# Week 2: Data Cleaning & Detective Work

### #coralcrew > Holmes + Watson

In [28]:
import Bio
from Bio.Seq import Seq

You've just seen some common data errors -- anomalies in raw data that might trip up the data analysis process. Luckily, there are many ways to correct for these errors. We'll be designing solutions to the errors we encountered during our detection exercise. 

We'll be prototyping our detection functions with random-generated nucleotide sequences, then giving them a test run with some nucleotide from _Acanthopathes thyoides_, a black coral that I've been studying. Eventually, our data-cleaning processes will become a part of a larger pipeline we'll implement to take our data from its raw form to graphics and analysis. 

### to recap, some common errors in raw data: 

* Missing nucleotide bases

* Bizarre IUPAC codes

* Stop codon in middle of sequence

* Sequence length not a multiple of 3

* Low complexity region
 

### Missing nucleotide bases
Blank spaces aren't going to tell us anything useful about our genome -- except, maybe, that our sequencer wasn't able to read some portion of our specimen. We'll be writing a function that recognizes these blank spaces and alerts us to their presence and location. 

In [None]:
my_seq = Seq('ATGCTA-GTN--TAG') #feel free to change this sequence as needed!


def missing_seq(input_seq):
    # your code below!
    
    
    

In [20]:
%%html
<style>
table {float:left}
</style>

### Bizarre IUPAC codes

| IUPAC nucleotide code | Base |
| :--- | :--- | :--- |
| A | Adenosine |
| T | Thymine |
| C | Cytosine |
| G | Guanine |
| R	| A or G |
| Y	| C or T |
| S	| G or C |
| W	| A or T |
| K	| G or T |
| M	| A or C |
| B	| C or G or T |
| D	| A or G or T |
| H	| A or C or T |
| V	| A or C or G |
| N	| any base |
| . or - | gap |


### Stop codon in middle of sequence

Uh oh -- what does an early stop mean? There are a number of reasons for such a detection: 

* We're not starting our translation at the right base pair
* We've included extraneous bases in our sequence, and the gene does, in fact, terminate before the end of our sequence

Give yourself a random string to experiment on -- say, ATCTAAGTACTAGCT -- and see if you can code up a function that will return an error message when it encounters the strings 'TAG' or 'TAA.'

In [29]:
my_seq = Seq('ATCTAAGTACTAGCT')

def check_stop(input_seq):
    ## your code here!


check_stop(my_seq)

IndentationError: expected an indented block (<ipython-input-29-4f01a3674d24>, line 7)

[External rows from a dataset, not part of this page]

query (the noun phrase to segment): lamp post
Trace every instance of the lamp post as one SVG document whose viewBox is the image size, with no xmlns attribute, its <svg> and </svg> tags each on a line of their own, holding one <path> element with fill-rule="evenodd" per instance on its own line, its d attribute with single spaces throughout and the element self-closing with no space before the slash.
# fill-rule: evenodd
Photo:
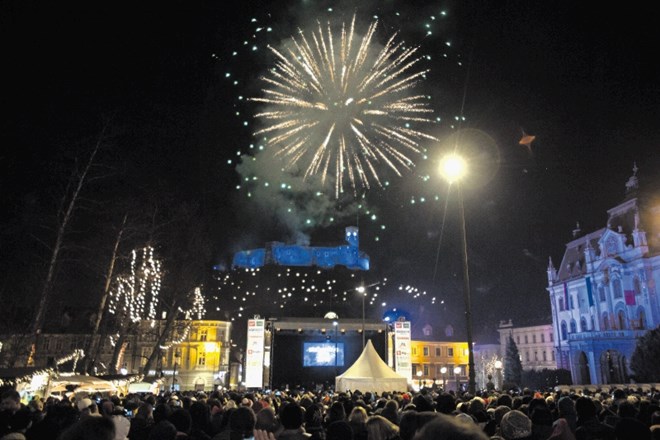
<svg viewBox="0 0 660 440">
<path fill-rule="evenodd" d="M 463 192 L 460 180 L 465 176 L 467 164 L 465 160 L 456 155 L 446 156 L 441 164 L 442 176 L 449 184 L 456 183 L 458 193 L 458 210 L 461 219 L 461 237 L 463 251 L 463 301 L 465 303 L 465 324 L 467 327 L 468 344 L 468 392 L 474 395 L 476 390 L 474 371 L 474 347 L 472 346 L 472 305 L 470 301 L 470 273 L 468 270 L 467 233 L 465 228 L 465 208 L 463 206 Z"/>
<path fill-rule="evenodd" d="M 440 368 L 440 373 L 442 373 L 442 389 L 446 391 L 447 388 L 447 367 Z"/>
<path fill-rule="evenodd" d="M 420 365 L 421 366 L 421 365 Z M 419 389 L 422 389 L 422 370 L 417 370 L 417 379 L 419 380 Z"/>
<path fill-rule="evenodd" d="M 502 389 L 502 361 L 501 360 L 496 360 L 495 361 L 495 382 L 496 387 L 498 390 Z"/>
<path fill-rule="evenodd" d="M 365 339 L 364 339 L 364 299 L 367 297 L 367 289 L 364 288 L 364 286 L 359 286 L 355 290 L 358 291 L 358 293 L 362 296 L 362 348 L 364 349 L 365 346 Z"/>
<path fill-rule="evenodd" d="M 176 364 L 181 355 L 178 351 L 174 351 L 174 369 L 172 370 L 172 392 L 174 392 L 174 384 L 176 383 Z"/>
<path fill-rule="evenodd" d="M 454 367 L 454 376 L 456 376 L 456 393 L 461 389 L 461 367 Z"/>
</svg>

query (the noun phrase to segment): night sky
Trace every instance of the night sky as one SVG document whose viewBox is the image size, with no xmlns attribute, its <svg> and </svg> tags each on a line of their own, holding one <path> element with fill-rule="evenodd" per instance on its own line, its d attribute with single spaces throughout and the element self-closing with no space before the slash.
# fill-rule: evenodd
<svg viewBox="0 0 660 440">
<path fill-rule="evenodd" d="M 479 144 L 476 176 L 464 187 L 479 342 L 491 339 L 501 319 L 550 322 L 548 257 L 561 262 L 576 222 L 583 231 L 605 225 L 634 162 L 643 184 L 658 182 L 651 6 L 277 0 L 6 1 L 0 8 L 0 294 L 24 320 L 8 325 L 33 313 L 60 199 L 103 127 L 103 148 L 58 266 L 53 311 L 95 307 L 127 213 L 123 255 L 154 244 L 166 267 L 165 296 L 203 283 L 209 317 L 236 318 L 241 295 L 233 300 L 222 283 L 218 290 L 227 274 L 211 270 L 227 267 L 233 252 L 300 237 L 340 244 L 343 228 L 357 224 L 372 270 L 324 274 L 341 279 L 335 293 L 380 282 L 370 317 L 399 307 L 417 322 L 460 330 L 456 195 L 432 170 L 443 142 L 461 133 Z M 305 190 L 260 198 L 242 184 L 247 171 L 237 164 L 257 144 L 259 107 L 245 98 L 259 96 L 259 77 L 272 67 L 266 44 L 277 47 L 317 19 L 353 14 L 360 23 L 378 15 L 380 44 L 399 31 L 430 56 L 419 87 L 440 118 L 431 128 L 438 144 L 424 146 L 427 159 L 411 172 L 389 175 L 385 189 L 336 200 L 327 188 L 322 202 Z M 536 136 L 530 148 L 519 144 L 523 132 Z M 276 168 L 257 171 L 277 178 Z M 275 206 L 290 204 L 304 208 L 294 222 Z M 406 285 L 426 294 L 402 294 L 398 287 Z M 278 311 L 281 304 L 264 297 L 242 303 L 250 306 L 245 314 L 323 316 L 329 301 L 304 312 L 291 302 Z M 345 313 L 358 317 L 359 300 L 348 301 L 355 310 Z"/>
</svg>

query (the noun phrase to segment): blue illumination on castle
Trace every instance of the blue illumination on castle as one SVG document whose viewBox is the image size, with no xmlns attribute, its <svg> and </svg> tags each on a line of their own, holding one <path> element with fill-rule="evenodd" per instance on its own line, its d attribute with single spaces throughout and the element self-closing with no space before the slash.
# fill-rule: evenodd
<svg viewBox="0 0 660 440">
<path fill-rule="evenodd" d="M 280 242 L 268 243 L 265 248 L 240 251 L 234 254 L 233 267 L 255 269 L 266 264 L 280 266 L 318 266 L 330 269 L 346 266 L 353 270 L 369 270 L 369 256 L 359 249 L 358 228 L 346 228 L 346 243 L 335 247 L 300 246 Z"/>
</svg>

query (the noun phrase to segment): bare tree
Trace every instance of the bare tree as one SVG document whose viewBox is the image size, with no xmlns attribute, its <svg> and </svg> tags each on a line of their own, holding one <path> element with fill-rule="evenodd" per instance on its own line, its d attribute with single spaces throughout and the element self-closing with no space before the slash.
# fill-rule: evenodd
<svg viewBox="0 0 660 440">
<path fill-rule="evenodd" d="M 69 224 L 73 218 L 73 213 L 80 198 L 80 193 L 88 179 L 90 169 L 92 168 L 92 165 L 96 159 L 96 155 L 100 151 L 101 146 L 103 145 L 103 141 L 105 140 L 106 128 L 107 125 L 104 125 L 101 129 L 101 133 L 99 134 L 96 143 L 94 144 L 94 148 L 92 149 L 92 153 L 90 154 L 87 162 L 79 172 L 74 174 L 73 179 L 70 181 L 69 188 L 67 188 L 67 191 L 62 196 L 58 215 L 59 223 L 57 227 L 57 233 L 55 235 L 55 243 L 52 248 L 50 260 L 48 262 L 46 278 L 44 279 L 44 283 L 39 294 L 37 311 L 35 313 L 34 320 L 32 321 L 32 325 L 30 326 L 29 333 L 32 337 L 32 344 L 30 348 L 30 354 L 27 358 L 27 364 L 34 362 L 34 355 L 36 353 L 38 338 L 41 334 L 41 331 L 43 330 L 46 310 L 48 308 L 48 301 L 50 299 L 51 293 L 53 292 L 53 280 L 55 278 L 55 271 L 59 261 L 60 253 L 64 246 L 64 238 Z"/>
</svg>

### Sequence length not a multiple of 3

Remember that error Biopython threw when you attempted to translate a nucleotide sequence whose length wasn't a multiple of 3? It did return a limited number of amino acid bases, but then stopped when it fell off the sequence. Below, write a function that 1) alerts us when our sequence length is not a multiple of three, and 2) pads the ends of such sequences with hyphens ('-') such that the length of the string + hyphens is now a multiple of three. e.g.: 'ATGA' has length four; your function should throw an error and return the string 'ATGA--,' which has length 6. 

In [26]:
my_seq = Seq('ATAGTCTAGCTAG')

def check_seqlen(input_seq):
    # your code here!
    
check_seqlen(my_seq)

IndentationError: expected an indented block (<ipython-input-26-df5b274e4512>, line 8)

### Adjusting reading frames

As an aside, another way to solve the problem of non-multiples of three is to change your reading frame -- there are technically three ways to read any nucleotide sequence, if you think about it. You could start at the first, second, or third base pair, with each giving a different translation to protein bases. 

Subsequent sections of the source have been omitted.